Глава 51

— Это была Милена, госпожа, — охотно объясняет Эфимия. — Вас раздела одна из горничных. И она же постирала ваши вещи. Девушка очень чистоплотная и уважительная. Не извольте беспокоиться. Вас касались чистые руки.

Ого.

Хотелось узнать, не граф ли меня раздевал.

Узнала. Ну а бонусом выяснила, что, оказывается, я брезгливая.

— Эта спальня… — обвожу рукой помещение. — Гостевая?

Сомневаюсь, конечно, что гостевая. Слишком особенное здесь оформление, подогнанное под чей-то замысловатый вкус.
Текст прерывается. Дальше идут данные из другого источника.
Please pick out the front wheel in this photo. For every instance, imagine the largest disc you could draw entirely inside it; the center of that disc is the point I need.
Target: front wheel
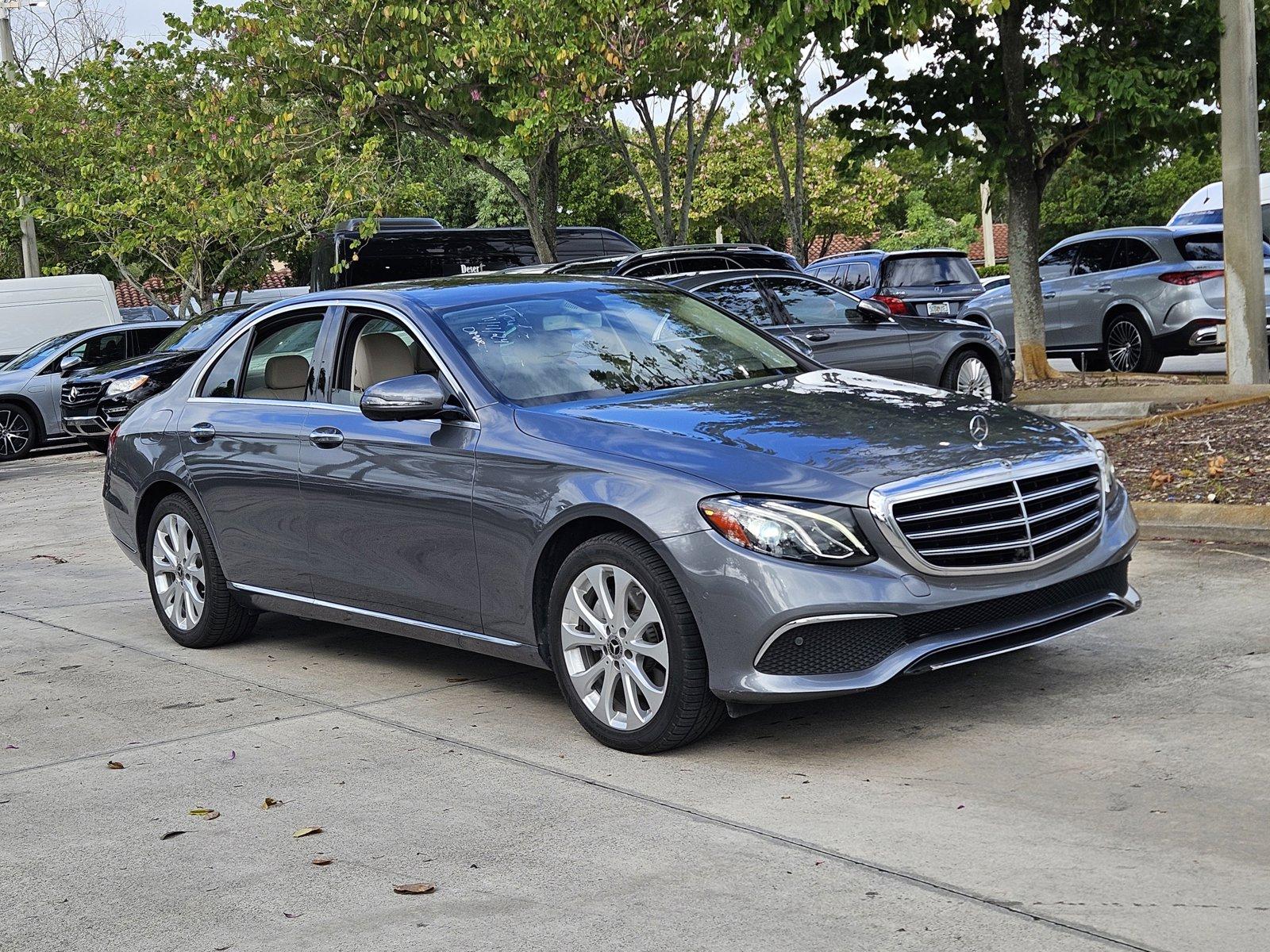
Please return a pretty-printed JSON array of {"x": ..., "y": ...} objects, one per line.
[
  {"x": 625, "y": 649},
  {"x": 1130, "y": 347},
  {"x": 968, "y": 374},
  {"x": 190, "y": 592},
  {"x": 17, "y": 433}
]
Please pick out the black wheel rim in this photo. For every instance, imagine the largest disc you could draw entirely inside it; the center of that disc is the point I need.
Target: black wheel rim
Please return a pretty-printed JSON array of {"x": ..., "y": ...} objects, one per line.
[
  {"x": 14, "y": 435},
  {"x": 1124, "y": 347}
]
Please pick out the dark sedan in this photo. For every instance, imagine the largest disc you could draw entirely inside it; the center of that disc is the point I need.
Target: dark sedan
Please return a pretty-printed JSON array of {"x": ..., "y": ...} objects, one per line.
[
  {"x": 845, "y": 332},
  {"x": 668, "y": 508},
  {"x": 94, "y": 403}
]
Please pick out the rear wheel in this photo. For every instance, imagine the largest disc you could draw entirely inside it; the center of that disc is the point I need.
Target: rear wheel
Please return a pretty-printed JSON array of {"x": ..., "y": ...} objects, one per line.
[
  {"x": 187, "y": 585},
  {"x": 1130, "y": 347},
  {"x": 17, "y": 433},
  {"x": 968, "y": 374},
  {"x": 625, "y": 649}
]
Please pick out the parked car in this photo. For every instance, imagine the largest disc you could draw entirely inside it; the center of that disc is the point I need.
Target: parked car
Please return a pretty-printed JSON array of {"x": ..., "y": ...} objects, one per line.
[
  {"x": 670, "y": 508},
  {"x": 31, "y": 384},
  {"x": 933, "y": 282},
  {"x": 93, "y": 404},
  {"x": 412, "y": 249},
  {"x": 841, "y": 330},
  {"x": 33, "y": 310},
  {"x": 1206, "y": 206},
  {"x": 1126, "y": 298}
]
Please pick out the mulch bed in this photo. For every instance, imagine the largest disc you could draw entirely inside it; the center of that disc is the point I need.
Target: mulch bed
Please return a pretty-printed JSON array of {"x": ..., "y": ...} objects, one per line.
[
  {"x": 1214, "y": 457},
  {"x": 1072, "y": 381}
]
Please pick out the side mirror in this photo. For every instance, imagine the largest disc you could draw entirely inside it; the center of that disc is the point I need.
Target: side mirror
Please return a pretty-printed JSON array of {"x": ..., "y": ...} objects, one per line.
[
  {"x": 873, "y": 311},
  {"x": 802, "y": 347},
  {"x": 418, "y": 397}
]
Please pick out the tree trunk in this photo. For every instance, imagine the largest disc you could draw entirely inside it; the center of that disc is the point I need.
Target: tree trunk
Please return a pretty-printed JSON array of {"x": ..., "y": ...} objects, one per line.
[{"x": 1024, "y": 274}]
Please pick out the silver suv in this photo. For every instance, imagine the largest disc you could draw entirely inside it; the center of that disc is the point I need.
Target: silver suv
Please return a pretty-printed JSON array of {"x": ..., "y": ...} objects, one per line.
[{"x": 1126, "y": 298}]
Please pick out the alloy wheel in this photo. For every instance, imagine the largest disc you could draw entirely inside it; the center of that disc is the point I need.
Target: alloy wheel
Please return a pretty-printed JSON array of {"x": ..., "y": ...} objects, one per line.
[
  {"x": 179, "y": 573},
  {"x": 1124, "y": 347},
  {"x": 14, "y": 435},
  {"x": 973, "y": 378},
  {"x": 615, "y": 649}
]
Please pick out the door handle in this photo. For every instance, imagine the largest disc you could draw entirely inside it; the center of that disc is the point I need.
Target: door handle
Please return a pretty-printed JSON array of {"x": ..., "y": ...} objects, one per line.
[
  {"x": 327, "y": 437},
  {"x": 202, "y": 432}
]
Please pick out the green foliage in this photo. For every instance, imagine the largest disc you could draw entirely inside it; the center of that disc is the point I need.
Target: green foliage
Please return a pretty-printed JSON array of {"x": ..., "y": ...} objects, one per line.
[{"x": 924, "y": 228}]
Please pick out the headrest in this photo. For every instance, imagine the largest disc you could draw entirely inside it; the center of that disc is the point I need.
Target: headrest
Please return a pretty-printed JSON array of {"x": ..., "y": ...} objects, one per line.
[
  {"x": 286, "y": 372},
  {"x": 380, "y": 357}
]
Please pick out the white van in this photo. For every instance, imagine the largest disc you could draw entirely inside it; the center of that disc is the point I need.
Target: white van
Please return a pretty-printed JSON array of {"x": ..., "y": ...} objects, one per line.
[
  {"x": 36, "y": 309},
  {"x": 1206, "y": 206}
]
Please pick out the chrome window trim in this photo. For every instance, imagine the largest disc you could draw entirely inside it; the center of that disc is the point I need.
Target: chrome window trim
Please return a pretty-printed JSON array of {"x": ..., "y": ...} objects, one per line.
[
  {"x": 325, "y": 305},
  {"x": 814, "y": 620},
  {"x": 883, "y": 499},
  {"x": 368, "y": 613}
]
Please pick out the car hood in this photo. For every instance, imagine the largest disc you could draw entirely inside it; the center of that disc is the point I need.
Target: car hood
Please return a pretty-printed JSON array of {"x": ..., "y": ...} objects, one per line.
[
  {"x": 823, "y": 435},
  {"x": 145, "y": 363}
]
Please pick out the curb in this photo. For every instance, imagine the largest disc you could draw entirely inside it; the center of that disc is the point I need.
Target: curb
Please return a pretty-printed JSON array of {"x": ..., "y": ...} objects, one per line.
[
  {"x": 1176, "y": 416},
  {"x": 1204, "y": 520}
]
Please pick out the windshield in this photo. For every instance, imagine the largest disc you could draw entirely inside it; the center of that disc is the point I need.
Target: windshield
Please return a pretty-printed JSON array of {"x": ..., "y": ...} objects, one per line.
[
  {"x": 200, "y": 333},
  {"x": 929, "y": 271},
  {"x": 602, "y": 342},
  {"x": 44, "y": 349}
]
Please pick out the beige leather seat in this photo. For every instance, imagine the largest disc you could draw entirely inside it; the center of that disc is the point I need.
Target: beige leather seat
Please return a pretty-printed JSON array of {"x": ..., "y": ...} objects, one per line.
[
  {"x": 380, "y": 357},
  {"x": 286, "y": 378}
]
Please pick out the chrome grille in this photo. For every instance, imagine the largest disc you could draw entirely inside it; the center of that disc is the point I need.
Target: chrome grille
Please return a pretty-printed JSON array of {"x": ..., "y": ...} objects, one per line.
[
  {"x": 1003, "y": 520},
  {"x": 80, "y": 393}
]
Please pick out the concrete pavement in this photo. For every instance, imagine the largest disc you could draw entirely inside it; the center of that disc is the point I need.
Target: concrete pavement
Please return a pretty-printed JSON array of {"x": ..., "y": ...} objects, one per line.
[{"x": 1106, "y": 791}]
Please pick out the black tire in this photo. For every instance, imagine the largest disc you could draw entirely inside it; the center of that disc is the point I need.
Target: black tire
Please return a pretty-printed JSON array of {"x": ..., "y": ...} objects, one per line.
[
  {"x": 1128, "y": 346},
  {"x": 224, "y": 619},
  {"x": 948, "y": 380},
  {"x": 689, "y": 710},
  {"x": 17, "y": 433}
]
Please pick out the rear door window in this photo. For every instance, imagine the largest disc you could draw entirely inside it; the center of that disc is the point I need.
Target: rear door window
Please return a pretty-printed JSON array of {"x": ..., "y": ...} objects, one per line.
[
  {"x": 1132, "y": 253},
  {"x": 927, "y": 271},
  {"x": 1058, "y": 263},
  {"x": 743, "y": 298},
  {"x": 810, "y": 304}
]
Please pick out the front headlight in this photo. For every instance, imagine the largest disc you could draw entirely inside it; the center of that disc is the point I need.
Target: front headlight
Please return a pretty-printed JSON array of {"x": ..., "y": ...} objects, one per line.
[
  {"x": 806, "y": 532},
  {"x": 127, "y": 385}
]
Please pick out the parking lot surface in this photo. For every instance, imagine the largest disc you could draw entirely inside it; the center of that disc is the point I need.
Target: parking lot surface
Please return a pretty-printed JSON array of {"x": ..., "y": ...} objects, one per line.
[{"x": 1105, "y": 791}]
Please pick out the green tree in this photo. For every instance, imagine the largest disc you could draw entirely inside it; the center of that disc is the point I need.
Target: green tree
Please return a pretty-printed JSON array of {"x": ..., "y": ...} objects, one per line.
[
  {"x": 159, "y": 167},
  {"x": 1022, "y": 86}
]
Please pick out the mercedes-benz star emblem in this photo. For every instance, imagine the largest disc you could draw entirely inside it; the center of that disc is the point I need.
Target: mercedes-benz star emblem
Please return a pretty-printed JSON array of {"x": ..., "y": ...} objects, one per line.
[{"x": 978, "y": 429}]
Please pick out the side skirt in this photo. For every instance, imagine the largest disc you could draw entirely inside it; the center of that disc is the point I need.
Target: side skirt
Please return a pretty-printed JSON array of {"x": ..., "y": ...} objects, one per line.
[{"x": 270, "y": 601}]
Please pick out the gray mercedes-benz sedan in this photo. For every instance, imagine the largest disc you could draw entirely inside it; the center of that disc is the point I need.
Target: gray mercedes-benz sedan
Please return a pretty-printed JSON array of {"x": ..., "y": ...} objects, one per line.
[{"x": 676, "y": 513}]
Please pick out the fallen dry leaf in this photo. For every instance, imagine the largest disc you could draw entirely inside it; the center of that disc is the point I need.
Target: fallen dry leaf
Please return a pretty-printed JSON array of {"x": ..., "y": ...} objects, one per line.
[{"x": 414, "y": 889}]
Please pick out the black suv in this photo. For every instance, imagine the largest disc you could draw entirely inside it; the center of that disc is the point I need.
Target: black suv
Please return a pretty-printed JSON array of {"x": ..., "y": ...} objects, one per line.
[
  {"x": 933, "y": 282},
  {"x": 94, "y": 403}
]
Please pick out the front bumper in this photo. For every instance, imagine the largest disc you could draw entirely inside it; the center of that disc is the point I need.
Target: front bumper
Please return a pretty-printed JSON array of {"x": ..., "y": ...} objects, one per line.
[
  {"x": 86, "y": 427},
  {"x": 749, "y": 606}
]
Кофейные шторы мягко приглушают свет. От кресла идёт тёплый запах свежедублёной кожи, а в стенной нише едва ощутимо тлеет сандал. Кровать стоит на тонком каменном подиуме и кажется, будто парит. Рифлёное стекло в дверцах шкафа, светлый дуб паркета, тонкие линии фурнитуры — всё это придаёт помещению налёт практичной дороговизны.

— Нет, госпожа. Это хозяйская спальня.

И замолкает, будто нарочно дразнит.

Она так хорошо до сих пор читала между строк. Наверняка, поняла — о чём я хочу узнать, но, видимо, предпочитает, чтобы я словами спросила.

Ладно.

Словами — так словами.

— Если я заняла спальню милорда, то где спал он сам?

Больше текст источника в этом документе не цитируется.